In our last posting we addressed the topic of what day is the Lord’s Day? It is clear in Scripture that Saturday or the Seventh-Day is the Lord’s Day. So if that is the case why do most Christians believe that Sunday or the First Day is the Lord’s Day. Many will say it is because Jesus resurrected on the First Day of the week. However, no where in Scripture is there any verse, passage, or even a hint of this being the case. So how did Sunday become the Lord’s Day?
Who changed the Sabbath/Lord’s Day to First Day of the Week?
In the 4th Century the cult of Mithraism or sun-worship was the official religion of the Roman Empire. Constantine was in power and was a Christian. Sun worship stood as the greatest competitor to the new Christian religion. It had its own organization, temples, priesthood, robes—everything. It also had an official worship day on which special homage was given to the sun. That day was called “the Venerable Day of the Sun.” It was the first day of the week, and from it we get our name Sunday. When Constantine pressed his pagan hordes into the church they were observing the day of the sun for their adoration of the sun god. It was their special holy day. In order to make it more convenient for them to make the change to the new religion, Constantine accepted their day of worship, Sunday, instead of the Christian Sabbath which had been observed by Jesus and His disciples. Constantine issued a civil law to honor the First Day of the week.

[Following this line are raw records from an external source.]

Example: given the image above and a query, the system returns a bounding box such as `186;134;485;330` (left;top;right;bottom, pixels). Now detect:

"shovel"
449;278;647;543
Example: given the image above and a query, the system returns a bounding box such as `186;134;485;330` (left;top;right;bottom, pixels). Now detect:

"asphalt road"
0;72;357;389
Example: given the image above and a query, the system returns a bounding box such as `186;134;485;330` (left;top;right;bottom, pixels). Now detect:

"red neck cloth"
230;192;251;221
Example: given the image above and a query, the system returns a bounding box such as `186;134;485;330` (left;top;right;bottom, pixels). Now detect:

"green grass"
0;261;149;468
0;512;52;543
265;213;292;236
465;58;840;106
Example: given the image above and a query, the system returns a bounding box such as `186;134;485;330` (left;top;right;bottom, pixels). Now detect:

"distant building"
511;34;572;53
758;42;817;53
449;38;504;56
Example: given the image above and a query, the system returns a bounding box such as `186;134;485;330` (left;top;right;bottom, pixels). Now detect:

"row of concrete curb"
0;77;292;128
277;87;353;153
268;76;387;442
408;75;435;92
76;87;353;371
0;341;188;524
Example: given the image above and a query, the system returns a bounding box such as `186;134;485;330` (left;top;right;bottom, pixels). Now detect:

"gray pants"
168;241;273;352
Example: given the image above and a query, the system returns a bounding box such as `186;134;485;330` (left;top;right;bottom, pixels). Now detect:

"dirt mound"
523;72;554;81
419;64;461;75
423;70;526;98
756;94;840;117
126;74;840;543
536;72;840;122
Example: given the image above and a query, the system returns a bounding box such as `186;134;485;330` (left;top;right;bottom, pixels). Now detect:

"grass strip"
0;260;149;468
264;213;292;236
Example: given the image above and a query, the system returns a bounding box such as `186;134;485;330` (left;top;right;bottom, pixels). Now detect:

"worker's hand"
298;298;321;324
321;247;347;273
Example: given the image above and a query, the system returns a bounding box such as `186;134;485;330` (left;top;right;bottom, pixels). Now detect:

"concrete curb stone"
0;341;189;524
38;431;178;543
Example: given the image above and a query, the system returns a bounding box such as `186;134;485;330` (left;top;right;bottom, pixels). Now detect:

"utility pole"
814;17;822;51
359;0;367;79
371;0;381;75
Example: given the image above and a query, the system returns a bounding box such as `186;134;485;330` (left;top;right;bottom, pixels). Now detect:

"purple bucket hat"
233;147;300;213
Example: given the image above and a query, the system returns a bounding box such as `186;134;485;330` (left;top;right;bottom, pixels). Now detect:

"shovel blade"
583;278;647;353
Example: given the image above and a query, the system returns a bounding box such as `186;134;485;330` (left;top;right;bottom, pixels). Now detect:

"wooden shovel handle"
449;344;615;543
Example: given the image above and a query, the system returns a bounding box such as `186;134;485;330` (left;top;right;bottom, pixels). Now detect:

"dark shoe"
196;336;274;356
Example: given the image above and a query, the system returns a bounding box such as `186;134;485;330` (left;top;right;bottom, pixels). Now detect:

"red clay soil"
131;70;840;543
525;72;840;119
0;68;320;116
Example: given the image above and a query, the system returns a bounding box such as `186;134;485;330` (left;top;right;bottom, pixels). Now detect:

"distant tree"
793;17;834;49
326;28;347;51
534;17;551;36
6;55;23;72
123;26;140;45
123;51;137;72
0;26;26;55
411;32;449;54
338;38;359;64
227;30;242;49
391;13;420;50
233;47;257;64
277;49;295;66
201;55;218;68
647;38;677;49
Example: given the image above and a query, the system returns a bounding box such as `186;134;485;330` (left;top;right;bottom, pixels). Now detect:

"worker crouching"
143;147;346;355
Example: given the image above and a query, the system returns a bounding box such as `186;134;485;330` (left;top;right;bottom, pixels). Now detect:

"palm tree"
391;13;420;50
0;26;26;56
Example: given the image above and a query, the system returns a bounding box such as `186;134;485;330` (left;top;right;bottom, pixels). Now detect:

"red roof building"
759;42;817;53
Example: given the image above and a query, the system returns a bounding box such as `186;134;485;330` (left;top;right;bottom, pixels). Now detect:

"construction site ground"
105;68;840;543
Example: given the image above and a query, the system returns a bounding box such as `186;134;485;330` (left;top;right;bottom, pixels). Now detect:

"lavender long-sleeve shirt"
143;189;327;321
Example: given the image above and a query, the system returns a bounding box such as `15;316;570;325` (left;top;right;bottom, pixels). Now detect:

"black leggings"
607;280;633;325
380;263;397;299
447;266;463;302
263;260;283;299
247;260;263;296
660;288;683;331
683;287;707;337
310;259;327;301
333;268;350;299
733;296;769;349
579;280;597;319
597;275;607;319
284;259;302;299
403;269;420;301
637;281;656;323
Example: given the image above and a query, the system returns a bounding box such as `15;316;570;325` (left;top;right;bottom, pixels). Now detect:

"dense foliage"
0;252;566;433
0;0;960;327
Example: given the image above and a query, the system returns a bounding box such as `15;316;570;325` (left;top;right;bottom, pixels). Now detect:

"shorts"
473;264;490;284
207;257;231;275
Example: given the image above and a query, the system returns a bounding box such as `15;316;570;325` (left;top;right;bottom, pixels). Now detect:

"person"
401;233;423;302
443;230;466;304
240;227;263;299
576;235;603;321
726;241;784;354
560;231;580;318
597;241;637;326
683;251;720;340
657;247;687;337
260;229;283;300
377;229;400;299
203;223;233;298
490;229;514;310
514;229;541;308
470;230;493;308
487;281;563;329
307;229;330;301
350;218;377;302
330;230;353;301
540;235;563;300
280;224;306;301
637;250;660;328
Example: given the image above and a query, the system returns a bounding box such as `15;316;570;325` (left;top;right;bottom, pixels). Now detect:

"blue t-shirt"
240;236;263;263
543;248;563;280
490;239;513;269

The Catholic Church made Sunday the Lord’s Day
Catholic Encyclopedia, Vol. 4, p. 153. “The church after changing the day of rest from the Jewish Sabbath or seventh-day of the week to the first, made the third commandment refer to Sunday as the day to be kept holy as the Lord’s day.

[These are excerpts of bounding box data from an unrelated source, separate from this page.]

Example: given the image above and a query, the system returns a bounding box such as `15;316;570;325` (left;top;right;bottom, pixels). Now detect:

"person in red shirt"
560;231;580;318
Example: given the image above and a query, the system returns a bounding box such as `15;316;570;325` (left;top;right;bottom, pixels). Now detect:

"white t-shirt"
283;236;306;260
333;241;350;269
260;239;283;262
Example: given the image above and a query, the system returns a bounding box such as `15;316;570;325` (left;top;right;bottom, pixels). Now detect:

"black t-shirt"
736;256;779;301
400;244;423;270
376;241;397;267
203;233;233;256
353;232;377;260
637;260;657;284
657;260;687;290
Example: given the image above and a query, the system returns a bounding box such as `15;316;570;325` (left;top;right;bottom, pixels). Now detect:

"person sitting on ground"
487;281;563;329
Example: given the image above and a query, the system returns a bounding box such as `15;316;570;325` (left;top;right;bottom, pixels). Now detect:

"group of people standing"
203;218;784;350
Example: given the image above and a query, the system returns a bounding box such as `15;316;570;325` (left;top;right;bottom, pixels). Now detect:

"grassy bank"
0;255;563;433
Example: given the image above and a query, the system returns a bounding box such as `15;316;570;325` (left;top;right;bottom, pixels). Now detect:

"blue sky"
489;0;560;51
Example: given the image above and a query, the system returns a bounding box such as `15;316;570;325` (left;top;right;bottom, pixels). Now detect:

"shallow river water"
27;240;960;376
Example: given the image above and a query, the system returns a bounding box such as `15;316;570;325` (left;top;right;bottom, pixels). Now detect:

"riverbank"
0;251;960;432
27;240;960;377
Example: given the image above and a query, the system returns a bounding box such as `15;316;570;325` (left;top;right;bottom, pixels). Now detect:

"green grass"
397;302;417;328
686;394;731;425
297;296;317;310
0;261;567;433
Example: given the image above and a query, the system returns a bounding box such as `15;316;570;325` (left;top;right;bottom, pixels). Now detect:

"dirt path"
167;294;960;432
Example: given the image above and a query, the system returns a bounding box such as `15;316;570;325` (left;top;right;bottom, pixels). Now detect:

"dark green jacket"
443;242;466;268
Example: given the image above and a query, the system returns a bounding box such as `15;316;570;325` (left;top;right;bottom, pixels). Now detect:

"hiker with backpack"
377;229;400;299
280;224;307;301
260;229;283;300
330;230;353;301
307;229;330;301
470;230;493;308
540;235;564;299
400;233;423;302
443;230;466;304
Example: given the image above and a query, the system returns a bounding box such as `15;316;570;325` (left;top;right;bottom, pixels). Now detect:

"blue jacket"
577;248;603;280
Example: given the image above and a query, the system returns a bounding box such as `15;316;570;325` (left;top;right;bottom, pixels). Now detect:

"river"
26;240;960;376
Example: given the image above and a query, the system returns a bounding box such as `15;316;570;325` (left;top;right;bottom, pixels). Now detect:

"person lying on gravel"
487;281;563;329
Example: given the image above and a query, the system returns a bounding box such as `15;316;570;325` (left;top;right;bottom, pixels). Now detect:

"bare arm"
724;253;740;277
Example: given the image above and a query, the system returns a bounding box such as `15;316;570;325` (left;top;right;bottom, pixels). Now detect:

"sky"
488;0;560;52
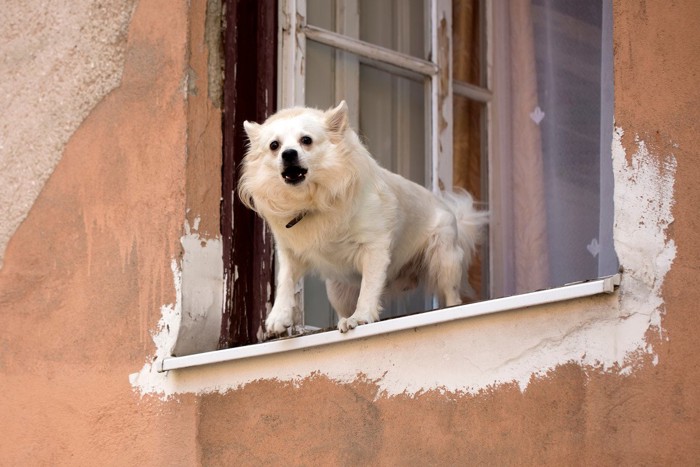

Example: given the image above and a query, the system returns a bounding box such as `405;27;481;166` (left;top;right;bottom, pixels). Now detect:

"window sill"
156;274;620;372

Catholic Press newspaper in Sidney, Australia. “Sunday is a Catholic institution and its claims to observance can be defended only on Catholic principles. From the beginning to end of Scripture there is not a single passage that warrants the transfer of weekly public worship from the last day of the week to the first.”

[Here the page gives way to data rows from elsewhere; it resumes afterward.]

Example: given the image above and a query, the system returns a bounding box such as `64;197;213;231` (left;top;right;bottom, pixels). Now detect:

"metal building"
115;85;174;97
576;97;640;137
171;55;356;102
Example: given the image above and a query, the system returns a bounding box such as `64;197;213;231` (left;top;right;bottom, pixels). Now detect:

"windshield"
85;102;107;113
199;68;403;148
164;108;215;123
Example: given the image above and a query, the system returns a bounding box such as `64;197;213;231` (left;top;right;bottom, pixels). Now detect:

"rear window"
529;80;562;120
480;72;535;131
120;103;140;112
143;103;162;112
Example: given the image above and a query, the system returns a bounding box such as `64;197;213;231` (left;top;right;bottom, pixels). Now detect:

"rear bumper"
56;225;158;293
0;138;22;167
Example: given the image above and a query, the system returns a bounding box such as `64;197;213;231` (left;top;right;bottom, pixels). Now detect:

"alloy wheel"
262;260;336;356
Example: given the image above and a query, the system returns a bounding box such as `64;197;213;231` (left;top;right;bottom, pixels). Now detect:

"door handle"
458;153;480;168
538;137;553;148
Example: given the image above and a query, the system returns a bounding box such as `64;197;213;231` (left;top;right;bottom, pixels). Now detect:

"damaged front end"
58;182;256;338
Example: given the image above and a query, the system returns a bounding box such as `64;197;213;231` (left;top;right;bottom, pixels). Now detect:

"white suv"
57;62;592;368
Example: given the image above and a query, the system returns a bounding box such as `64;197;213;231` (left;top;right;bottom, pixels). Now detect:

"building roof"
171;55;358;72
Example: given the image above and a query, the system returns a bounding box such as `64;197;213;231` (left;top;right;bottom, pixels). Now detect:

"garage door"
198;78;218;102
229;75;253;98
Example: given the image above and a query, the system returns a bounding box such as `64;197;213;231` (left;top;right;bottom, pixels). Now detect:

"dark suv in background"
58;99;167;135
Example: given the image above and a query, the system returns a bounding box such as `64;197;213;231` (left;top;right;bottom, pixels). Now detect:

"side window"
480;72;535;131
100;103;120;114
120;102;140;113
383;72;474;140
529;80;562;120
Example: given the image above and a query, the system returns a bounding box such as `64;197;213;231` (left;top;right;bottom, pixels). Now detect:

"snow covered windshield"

The Catholic Mirror of September 23, 1894, puts it this way: “The Catholic Church for over one thousand years before the existence of a Protestant by virtue of her divine mission, changed the day from Saturday to Sunday.
Statements from from two Catechisms:
First, from the Convert’s Catechism of Catholic Doctrine by Reverend Peter Giermann.
“Question: Which is the Sabbath day?
Answer: Saturday is the Sabbath day. Question: Why do we observe Sunday instead of Saturday? Answer: We observe Sunday instead of Saturday because the Catholic Church in the Council of Laodicea transferred the solemnity from Saturday to Sunday.”
Second, from Reverend Steven Keenan’s Doctrinal Catechism:
“Question: Have you any other way of proving that the Church has power to institute festivals of precept?
Answer: Had she not such power, she could not have done that in which all modern religionists agree with her; she could not have substituted the observance of Sunday, the first day of the week, for the observance of Saturday, the seventh day; a change for which there is no Scriptural authority.”
It is obvious that the Catholic Church made the decision for Sunday/First Day to be the Lord’s Day instead of Saturday/Sabbath.
The purpose for this study was not to debate over the Sabbath, keeping the Sabbath, etc. It was only to show when we study the book of Revelation or any other book of the Bible we need to be careful that we do not read into verses what they say based upon the traditions of men. We must let Scripture define Scripture. We must look at Scripture on the basis of context and the history/culture of the time. As we continue through the book of Revelation we will follow these principles.